Dilansir dari Reuters, Senin (18/8), staf Amnesty International dan Human Rights Watch belum menerima izin untuk memasuki Gaza meskipun mereka telah melobi Israel dan Mesir sejak awal konflik terjadi.
Juru bicara mereka mengatakan pembatasan Israel terhadap staf-staf internasional yang ingin ke Gaza telah menyebabkan mereka kesulitan mencari bukti-bukti kejahatan perang yang dilankukan oleh Israel.

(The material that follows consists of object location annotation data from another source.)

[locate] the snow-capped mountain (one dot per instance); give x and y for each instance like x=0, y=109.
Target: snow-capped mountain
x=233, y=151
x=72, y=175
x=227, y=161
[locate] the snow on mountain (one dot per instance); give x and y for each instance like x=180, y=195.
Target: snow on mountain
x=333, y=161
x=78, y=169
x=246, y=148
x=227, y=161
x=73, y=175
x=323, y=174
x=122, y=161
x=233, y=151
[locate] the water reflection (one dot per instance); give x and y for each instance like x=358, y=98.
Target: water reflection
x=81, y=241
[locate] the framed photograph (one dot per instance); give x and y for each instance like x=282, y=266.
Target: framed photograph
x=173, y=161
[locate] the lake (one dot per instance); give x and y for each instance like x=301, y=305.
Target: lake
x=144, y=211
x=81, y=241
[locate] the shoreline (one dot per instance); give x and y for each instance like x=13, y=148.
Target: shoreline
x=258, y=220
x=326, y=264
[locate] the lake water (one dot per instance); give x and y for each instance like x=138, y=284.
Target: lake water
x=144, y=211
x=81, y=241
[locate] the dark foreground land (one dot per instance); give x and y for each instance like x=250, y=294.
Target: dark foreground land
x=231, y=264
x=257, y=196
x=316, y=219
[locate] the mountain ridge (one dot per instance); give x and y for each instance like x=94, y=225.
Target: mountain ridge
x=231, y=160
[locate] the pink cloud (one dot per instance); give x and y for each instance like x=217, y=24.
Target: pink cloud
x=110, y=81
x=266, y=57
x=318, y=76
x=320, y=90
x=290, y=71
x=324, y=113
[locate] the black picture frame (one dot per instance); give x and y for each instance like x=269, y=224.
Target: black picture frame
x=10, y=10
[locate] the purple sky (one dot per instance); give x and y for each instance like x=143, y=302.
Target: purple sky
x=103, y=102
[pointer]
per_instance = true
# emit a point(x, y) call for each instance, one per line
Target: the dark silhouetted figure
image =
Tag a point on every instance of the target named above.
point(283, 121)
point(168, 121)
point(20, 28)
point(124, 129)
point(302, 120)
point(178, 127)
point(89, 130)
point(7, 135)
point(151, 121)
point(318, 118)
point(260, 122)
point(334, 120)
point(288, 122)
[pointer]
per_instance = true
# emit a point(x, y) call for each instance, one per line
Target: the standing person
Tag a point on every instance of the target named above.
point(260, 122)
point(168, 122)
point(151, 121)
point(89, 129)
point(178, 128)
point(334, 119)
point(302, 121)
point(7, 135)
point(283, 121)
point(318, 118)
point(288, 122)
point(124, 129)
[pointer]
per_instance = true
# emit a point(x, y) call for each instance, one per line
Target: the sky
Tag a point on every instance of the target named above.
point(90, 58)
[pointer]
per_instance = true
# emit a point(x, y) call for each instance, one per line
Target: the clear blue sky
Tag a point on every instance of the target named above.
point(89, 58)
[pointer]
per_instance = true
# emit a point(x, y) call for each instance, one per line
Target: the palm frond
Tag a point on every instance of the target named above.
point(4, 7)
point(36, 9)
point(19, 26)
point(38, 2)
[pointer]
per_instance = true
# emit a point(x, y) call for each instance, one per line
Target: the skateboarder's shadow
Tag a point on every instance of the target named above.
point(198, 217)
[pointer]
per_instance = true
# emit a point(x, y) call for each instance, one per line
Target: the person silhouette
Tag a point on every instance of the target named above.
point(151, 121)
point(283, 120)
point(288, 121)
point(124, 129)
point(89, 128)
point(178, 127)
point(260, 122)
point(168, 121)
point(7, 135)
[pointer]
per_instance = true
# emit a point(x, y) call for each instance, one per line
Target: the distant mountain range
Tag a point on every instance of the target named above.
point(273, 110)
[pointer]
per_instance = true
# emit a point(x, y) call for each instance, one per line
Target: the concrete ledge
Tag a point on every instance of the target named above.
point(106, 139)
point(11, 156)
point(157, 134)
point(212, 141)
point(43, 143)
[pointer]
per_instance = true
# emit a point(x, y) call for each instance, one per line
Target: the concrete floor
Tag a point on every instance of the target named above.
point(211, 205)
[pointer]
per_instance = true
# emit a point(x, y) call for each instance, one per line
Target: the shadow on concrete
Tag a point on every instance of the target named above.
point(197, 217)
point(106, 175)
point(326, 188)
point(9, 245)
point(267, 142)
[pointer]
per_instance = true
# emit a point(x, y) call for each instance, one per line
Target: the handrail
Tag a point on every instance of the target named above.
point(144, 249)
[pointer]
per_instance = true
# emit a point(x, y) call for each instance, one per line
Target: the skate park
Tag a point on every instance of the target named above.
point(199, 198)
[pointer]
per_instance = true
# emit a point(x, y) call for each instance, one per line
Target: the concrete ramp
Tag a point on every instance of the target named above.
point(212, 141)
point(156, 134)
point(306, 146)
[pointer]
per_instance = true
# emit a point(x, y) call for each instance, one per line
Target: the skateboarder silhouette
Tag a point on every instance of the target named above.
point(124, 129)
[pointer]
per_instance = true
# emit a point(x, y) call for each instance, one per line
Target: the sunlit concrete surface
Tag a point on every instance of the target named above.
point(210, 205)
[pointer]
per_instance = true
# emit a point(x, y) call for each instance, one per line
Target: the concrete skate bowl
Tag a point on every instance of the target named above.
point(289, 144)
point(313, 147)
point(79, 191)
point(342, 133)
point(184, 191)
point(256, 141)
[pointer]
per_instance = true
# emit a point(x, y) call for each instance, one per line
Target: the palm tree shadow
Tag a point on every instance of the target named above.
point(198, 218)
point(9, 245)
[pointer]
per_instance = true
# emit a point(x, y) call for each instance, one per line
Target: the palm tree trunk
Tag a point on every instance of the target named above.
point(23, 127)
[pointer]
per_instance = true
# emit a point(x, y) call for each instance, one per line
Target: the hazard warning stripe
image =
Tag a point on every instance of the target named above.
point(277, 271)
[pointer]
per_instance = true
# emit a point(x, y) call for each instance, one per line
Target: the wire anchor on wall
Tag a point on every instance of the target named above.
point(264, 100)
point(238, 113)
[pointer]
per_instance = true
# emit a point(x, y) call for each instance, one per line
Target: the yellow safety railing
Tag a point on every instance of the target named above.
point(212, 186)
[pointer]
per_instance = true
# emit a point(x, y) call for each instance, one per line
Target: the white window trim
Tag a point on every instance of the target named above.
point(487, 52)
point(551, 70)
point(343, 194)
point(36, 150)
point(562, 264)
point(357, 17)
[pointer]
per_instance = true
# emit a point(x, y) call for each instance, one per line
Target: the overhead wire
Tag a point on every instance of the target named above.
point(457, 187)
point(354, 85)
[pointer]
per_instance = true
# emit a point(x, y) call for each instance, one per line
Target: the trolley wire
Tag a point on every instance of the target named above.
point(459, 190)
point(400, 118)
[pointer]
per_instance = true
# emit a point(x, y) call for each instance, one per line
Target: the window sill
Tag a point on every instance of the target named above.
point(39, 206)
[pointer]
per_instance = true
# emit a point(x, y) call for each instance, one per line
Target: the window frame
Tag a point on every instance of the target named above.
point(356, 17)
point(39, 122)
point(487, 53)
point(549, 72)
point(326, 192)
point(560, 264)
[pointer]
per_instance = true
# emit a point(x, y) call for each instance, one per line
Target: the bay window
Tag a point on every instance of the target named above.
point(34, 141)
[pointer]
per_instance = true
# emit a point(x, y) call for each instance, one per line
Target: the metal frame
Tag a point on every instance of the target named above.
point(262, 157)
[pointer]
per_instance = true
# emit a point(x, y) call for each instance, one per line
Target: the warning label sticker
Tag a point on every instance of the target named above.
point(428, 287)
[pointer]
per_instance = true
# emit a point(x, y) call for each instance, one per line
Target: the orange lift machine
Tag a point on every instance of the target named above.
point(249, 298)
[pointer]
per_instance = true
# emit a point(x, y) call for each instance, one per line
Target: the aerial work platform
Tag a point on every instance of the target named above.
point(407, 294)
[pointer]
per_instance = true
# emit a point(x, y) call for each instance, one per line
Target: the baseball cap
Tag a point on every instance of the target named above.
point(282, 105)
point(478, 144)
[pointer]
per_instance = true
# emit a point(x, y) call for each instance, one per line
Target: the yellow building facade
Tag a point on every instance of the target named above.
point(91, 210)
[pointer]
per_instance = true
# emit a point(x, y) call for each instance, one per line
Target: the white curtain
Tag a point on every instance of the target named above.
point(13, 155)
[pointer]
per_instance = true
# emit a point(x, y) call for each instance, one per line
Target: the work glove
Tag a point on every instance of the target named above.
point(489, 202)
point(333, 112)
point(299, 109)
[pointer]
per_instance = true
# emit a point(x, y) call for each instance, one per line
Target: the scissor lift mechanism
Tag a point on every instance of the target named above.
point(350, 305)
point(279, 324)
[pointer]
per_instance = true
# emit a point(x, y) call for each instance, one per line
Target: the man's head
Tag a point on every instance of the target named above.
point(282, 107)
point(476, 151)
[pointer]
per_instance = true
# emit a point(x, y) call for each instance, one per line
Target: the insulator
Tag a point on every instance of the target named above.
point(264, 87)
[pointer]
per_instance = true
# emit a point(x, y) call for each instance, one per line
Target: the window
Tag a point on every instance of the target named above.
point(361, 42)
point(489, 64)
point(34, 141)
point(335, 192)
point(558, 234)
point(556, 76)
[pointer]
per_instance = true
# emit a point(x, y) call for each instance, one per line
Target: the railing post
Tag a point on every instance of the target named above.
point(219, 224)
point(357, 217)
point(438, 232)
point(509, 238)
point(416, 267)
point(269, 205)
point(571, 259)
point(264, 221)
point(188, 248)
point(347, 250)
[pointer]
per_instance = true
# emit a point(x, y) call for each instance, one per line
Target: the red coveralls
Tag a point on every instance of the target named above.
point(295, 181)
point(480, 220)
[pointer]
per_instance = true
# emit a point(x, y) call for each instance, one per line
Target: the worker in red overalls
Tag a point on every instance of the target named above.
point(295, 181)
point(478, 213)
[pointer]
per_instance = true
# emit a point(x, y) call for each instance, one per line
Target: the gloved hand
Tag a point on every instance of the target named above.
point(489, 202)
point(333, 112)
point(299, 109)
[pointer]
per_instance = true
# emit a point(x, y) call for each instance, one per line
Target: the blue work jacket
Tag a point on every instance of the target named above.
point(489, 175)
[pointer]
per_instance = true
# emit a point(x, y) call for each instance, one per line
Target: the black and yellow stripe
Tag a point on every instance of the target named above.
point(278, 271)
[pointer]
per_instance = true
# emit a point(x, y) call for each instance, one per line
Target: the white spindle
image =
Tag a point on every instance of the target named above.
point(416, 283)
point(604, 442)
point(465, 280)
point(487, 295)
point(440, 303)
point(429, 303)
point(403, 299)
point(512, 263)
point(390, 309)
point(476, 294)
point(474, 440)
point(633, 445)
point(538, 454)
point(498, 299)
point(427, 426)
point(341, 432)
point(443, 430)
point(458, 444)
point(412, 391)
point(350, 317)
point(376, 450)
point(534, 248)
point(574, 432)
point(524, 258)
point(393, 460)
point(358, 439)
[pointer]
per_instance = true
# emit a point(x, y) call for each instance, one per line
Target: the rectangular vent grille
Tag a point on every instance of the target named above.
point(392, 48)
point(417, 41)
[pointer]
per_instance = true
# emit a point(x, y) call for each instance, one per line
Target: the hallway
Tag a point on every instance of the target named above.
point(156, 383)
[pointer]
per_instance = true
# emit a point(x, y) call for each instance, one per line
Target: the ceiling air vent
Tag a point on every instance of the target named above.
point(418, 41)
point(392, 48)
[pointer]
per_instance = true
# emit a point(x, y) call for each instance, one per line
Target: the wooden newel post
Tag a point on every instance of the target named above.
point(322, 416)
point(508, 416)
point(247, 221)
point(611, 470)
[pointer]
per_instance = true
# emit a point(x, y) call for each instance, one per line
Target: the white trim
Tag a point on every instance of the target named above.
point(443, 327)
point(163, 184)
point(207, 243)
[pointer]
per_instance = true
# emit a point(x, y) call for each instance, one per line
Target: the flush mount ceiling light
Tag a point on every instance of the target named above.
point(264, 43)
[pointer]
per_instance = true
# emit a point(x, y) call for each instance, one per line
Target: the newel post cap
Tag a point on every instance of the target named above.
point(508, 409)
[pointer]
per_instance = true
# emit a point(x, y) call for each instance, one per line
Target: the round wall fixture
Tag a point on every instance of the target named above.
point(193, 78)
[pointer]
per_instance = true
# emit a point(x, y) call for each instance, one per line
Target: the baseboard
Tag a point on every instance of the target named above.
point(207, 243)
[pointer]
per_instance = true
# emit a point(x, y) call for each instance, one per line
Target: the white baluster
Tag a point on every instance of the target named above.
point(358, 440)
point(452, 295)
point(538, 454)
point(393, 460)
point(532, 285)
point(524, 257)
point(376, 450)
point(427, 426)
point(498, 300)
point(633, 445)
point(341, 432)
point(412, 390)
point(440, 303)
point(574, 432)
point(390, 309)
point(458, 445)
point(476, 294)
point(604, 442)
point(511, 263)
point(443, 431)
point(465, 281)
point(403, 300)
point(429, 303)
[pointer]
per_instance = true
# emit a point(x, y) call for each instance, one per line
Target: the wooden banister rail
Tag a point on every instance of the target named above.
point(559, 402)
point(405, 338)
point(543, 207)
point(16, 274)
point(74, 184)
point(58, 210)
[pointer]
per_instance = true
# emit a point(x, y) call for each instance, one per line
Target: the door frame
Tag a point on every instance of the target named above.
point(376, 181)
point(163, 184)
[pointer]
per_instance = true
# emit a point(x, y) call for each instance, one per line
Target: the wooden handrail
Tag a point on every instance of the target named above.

Namun, di sisi lainnya Israel mengatakan staf-staf internasional tersebut tidak memiliki surat kerja yang diperlukan untuk dapat mengakses masuk Jalur Gaza.
Kementerian Luar Negeri Mesir pun belum berkomentar terkait hal ini, mengapa adanya pemberlakukan pembatasan bagi staf-staf internasional.
Ketidakmampuan kelompok HAM tersebut untuk menempatkan peneliti internasional dan ahli amunisi ke Gaza, membuat Israel mudah menyangkal melakukan pelanggaran kejahatan perang dan menolak penyelidikan PBB terkait hal itu.
"Kami melakukan segala yang kami bisa, baik Amnesty International dan Human Rights Watch untuk melakukan semua dokumentasi, baik di lapangan di Gaza maupun dari jarak jauh," ujar Deborah Hyams, staf Amnesty International.
Ia melanjutkan pembatasan Israel membuat kami tidak memiliki peneliti di Gaza sehingga membuat timnya kesulitan.
Bill Van Esveld, staf peneliti dari Human Rights Watch Timur Tengah mengatakan, kelompoknya memiliki dua anggota staf di Gaza. "Mereka kewalahan. Ada begitu banyak masalah yang harus diselidiki dan bukti fisik yang akan menghilang sering berjalannya waktu." ujarnya.